Our recursive solution would look something like this:
def some_func(self, curr):
if curr is not None:
self.some_func(curr._next)
print(curr._value)
return
This method works by recursively moving through the List node by node
until it reaches the last node. Only then, after the last recursive call
has finished, does the method execute its print statement
as the recursive calls finish and are popped off the top of the
recursion stack.
The problem is that the call to some_func requires a node
as a parameter. However, the call to print_r has no
parameters other than self. Adding a node parameter to print_r
at the top level violates the ADT and means that the method so written
would not work with a different implementation of the ADT. The
array-based version of print_r doesn't require extra
parameters or even recursion since it is trivial to move through a
Python list from rear to front.
The solution is to use an auxiliary method that works with the
node portion of the List only. Although we can claim that print_r
is recursive, the actual recursion is done in its auxiliary method. This
is print_r itself:
def print_r(self):
"""
-------------------------------------------------------
Prints the contents of list from rear to front.
-------------------------------------------------------
Returns:
None
-------------------------------------------------------
"""
self._print_r_aux(self._front)
return
Note that print_r has no extra nodes and does not
recursively call itself.
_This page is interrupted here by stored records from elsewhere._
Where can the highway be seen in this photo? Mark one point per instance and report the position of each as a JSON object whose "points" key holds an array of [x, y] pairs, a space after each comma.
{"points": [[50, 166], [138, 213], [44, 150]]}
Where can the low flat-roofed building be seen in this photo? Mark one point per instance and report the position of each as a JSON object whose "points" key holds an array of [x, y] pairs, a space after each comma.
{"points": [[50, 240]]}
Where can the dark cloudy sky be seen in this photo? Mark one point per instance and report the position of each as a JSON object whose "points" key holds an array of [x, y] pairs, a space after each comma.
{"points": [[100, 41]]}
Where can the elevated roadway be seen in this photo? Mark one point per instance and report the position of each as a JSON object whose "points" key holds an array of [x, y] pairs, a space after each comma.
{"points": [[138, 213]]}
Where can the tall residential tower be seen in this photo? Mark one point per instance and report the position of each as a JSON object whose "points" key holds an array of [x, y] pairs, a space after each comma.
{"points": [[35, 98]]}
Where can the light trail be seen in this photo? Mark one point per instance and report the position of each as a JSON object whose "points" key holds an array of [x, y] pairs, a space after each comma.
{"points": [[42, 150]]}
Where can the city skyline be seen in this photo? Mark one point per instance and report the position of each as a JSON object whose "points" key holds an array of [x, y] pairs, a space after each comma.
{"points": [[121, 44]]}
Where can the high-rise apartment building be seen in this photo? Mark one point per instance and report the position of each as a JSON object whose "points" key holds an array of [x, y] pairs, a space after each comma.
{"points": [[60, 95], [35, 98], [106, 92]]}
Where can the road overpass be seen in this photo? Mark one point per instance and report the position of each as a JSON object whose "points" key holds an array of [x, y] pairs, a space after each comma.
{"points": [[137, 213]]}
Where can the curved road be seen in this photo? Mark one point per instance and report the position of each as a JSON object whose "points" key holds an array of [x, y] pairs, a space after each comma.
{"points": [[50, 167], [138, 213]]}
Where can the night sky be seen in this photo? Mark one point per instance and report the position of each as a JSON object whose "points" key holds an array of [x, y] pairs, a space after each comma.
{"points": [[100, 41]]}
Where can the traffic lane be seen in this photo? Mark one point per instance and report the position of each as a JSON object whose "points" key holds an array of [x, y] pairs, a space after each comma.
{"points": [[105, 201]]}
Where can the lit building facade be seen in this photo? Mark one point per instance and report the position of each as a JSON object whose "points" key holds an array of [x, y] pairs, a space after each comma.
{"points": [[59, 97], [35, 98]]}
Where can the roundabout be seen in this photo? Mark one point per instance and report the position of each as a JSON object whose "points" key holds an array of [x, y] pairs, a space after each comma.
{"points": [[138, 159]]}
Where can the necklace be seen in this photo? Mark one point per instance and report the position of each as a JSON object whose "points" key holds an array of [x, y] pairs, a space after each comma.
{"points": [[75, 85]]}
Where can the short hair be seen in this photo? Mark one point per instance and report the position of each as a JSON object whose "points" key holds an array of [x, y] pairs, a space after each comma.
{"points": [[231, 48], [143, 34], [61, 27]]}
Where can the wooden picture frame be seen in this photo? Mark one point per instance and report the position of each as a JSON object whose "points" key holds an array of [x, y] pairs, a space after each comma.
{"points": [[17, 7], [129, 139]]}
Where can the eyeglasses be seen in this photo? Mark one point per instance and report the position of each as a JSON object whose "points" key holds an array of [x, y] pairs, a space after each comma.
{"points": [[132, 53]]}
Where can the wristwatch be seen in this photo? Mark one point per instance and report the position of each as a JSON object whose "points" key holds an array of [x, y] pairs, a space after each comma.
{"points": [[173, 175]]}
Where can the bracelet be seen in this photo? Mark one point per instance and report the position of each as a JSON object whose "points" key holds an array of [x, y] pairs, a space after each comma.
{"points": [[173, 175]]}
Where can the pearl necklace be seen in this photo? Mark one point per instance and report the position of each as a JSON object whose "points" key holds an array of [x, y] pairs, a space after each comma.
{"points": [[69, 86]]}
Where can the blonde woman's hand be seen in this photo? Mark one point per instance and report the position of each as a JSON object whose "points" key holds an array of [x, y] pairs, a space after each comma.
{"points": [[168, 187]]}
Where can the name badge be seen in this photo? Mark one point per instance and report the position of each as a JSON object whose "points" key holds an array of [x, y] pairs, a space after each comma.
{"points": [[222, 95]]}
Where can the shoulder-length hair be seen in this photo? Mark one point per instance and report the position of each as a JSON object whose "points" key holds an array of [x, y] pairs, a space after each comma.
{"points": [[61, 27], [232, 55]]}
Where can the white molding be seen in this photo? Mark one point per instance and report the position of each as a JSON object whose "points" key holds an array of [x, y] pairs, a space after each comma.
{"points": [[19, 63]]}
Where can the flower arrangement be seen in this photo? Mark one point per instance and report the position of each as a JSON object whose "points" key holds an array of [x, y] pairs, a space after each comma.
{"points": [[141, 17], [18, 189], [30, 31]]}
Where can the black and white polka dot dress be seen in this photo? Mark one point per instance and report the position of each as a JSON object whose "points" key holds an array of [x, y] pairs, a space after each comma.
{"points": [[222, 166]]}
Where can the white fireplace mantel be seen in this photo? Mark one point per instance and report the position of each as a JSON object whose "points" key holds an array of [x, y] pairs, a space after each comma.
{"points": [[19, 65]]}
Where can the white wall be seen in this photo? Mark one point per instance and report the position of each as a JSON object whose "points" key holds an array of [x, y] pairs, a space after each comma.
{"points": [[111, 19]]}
Instead, it calls a private auxiliary method.
This method is passed the front of the node list rather than the entire
List.
This auxiliary method works directly with the node data:
def _print_r_aux(self, curr):
"""
-------------------------------------------------------
Prints the contents of the current node.
-------------------------------------------------------
Returns:
None
-------------------------------------------------------
"""
if curr is not None:
self._print_r_aux(curr._next)
print(curr._value)
return
This method makes a recursive call to itself, and with each call passes a link to the next node in the list of nodes.
Note that auxiliary recursive methods generally have more parameters and/or different parameters than the base method that calls them. If you write an auxiliary method that uses the same number and type of parameters as the base method that calls it, then you probably don't need the auxiliary method (or you wrote it incorrectly).
Using auxiliary methods for recursion, particularly with data structures, is a very common technique that you must master.
In this Lesson, we left the implementation of the linked List and Sorted List to the labs and assignments, but examined why writing data structure methods at the lowest possible level is sometimes required in terms of Big-O efficiency. We also briefly compared a few array-based and linked methods for efficiency.